Vetements: Ghetto-Mode als ästhetische Subkultur
Was "Tocotronic" schon vor 21 Jahren so gerne wollten, ist heute gar nicht mehr so einfach: Teil einer Jugendbewegung zu sein.
2016 haben inszenierungswütige TV-Starlets wie Kylie und Kendall Jenner mehr als 60 Millionen Follower auf Instagram und geben Lifestyle- und Mode-Vorlieben für Millionen von Jugendlichen vor. Die ästhetische Gemeinsamkeit muss aber reichen - mit gesellschaftspolitischen Themen befassen sich die mächtigsten Trendsetter der Social Media Welt nicht so gerne.

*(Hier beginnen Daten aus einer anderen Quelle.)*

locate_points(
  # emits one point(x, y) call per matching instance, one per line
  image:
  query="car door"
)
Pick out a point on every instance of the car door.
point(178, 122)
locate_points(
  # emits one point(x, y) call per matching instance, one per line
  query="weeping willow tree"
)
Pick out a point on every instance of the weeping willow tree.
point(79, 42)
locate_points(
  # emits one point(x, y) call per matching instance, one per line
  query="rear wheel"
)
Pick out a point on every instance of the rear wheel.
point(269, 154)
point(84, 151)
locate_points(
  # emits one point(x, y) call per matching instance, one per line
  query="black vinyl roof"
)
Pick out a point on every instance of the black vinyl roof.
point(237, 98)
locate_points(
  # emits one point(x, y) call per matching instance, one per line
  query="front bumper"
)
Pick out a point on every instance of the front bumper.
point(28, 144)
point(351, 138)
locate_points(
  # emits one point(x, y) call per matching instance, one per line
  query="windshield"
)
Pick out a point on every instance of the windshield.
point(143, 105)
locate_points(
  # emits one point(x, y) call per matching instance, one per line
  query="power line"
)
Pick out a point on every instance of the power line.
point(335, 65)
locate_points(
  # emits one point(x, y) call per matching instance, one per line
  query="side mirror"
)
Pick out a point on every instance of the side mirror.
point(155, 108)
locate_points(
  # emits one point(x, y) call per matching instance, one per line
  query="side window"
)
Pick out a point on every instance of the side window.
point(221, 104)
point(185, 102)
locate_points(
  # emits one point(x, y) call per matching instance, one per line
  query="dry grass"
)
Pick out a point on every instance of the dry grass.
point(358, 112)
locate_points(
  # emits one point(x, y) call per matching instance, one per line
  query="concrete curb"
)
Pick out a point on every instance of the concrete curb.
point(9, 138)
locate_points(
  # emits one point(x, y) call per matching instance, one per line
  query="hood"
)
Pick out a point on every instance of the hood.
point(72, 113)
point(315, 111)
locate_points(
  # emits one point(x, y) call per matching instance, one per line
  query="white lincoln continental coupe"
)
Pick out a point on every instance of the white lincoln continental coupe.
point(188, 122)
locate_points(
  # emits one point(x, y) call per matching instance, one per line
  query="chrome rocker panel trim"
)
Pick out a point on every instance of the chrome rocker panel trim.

Eine Modemarke zeigt das neue Lebensgefühl
Hierzulande versuchten sich die "Krocha" im Jahr 2008 zuletzt als Jugendbewegung. Allerdings einte auch die kurzlebige Wiener Subkultur keine Weltanschauung, sondern lediglich "Puta Madre 69"-T-Shirts und eigenwilige Disco-Tänze als Freizeitbeschäftigung.
Und als ob es unsere Konsumgesellschaft ohnehin nicht anders verdient hätte, will uns jetzt ein Modelabel ein neues Lebensgefühl mit Street Credibility anbieten, das mit Begeisterung angenommen wird.
Die Raver der 90er sind zurück
Vetements wird von der Vogue bis zur Welt als Label der Stunde gefeiert. Die französische Marke, die übersetzt nicht mehr als "Kleidung" bedeutet, zeigt den ranzig-zwanglosen 90er-Jahre Steet-Style auf die Spitze getrieben, dekonstruiert ihn und setzt ihn neu zusammen - und das im wahrsten Sinne des Wortes. Bomberjacken werden von Army-Shops eingekauft, zerschnitten und als neues Design wieder zusammengenäht.
Mit den Stilmerkmalen der Rave-, Skater- oder Hooligan-Szene spielt das in Georgien geborene Vetements-Mastermind Demna Gvasalia nur allzu gerne und entwirft damit quasi seine eigene Subkultur - wenn auch nur eine ästhetische.
"Es geht um Kleider für die Straße. Wir machen was uns selbst gefällt und wir auf der Straße entdecken. Ich will mich nicht eingeengt an einem bestimmten, sechs Monate gültigen Thema abarbeiten", erklärt der seit 2001 in Deutschland lebende Modemacher seine Arbeitsweise.
"Da draußen gibt es so viele Kollektionen, so viel Mode. Da käme es mir merkwürdig vor, noch etwas Neues draufsetzen zu wollen. Es gibt bereits viele Dinge, die wir lieben. Warum sie nicht anders machen, so, wie es uns gefällt?"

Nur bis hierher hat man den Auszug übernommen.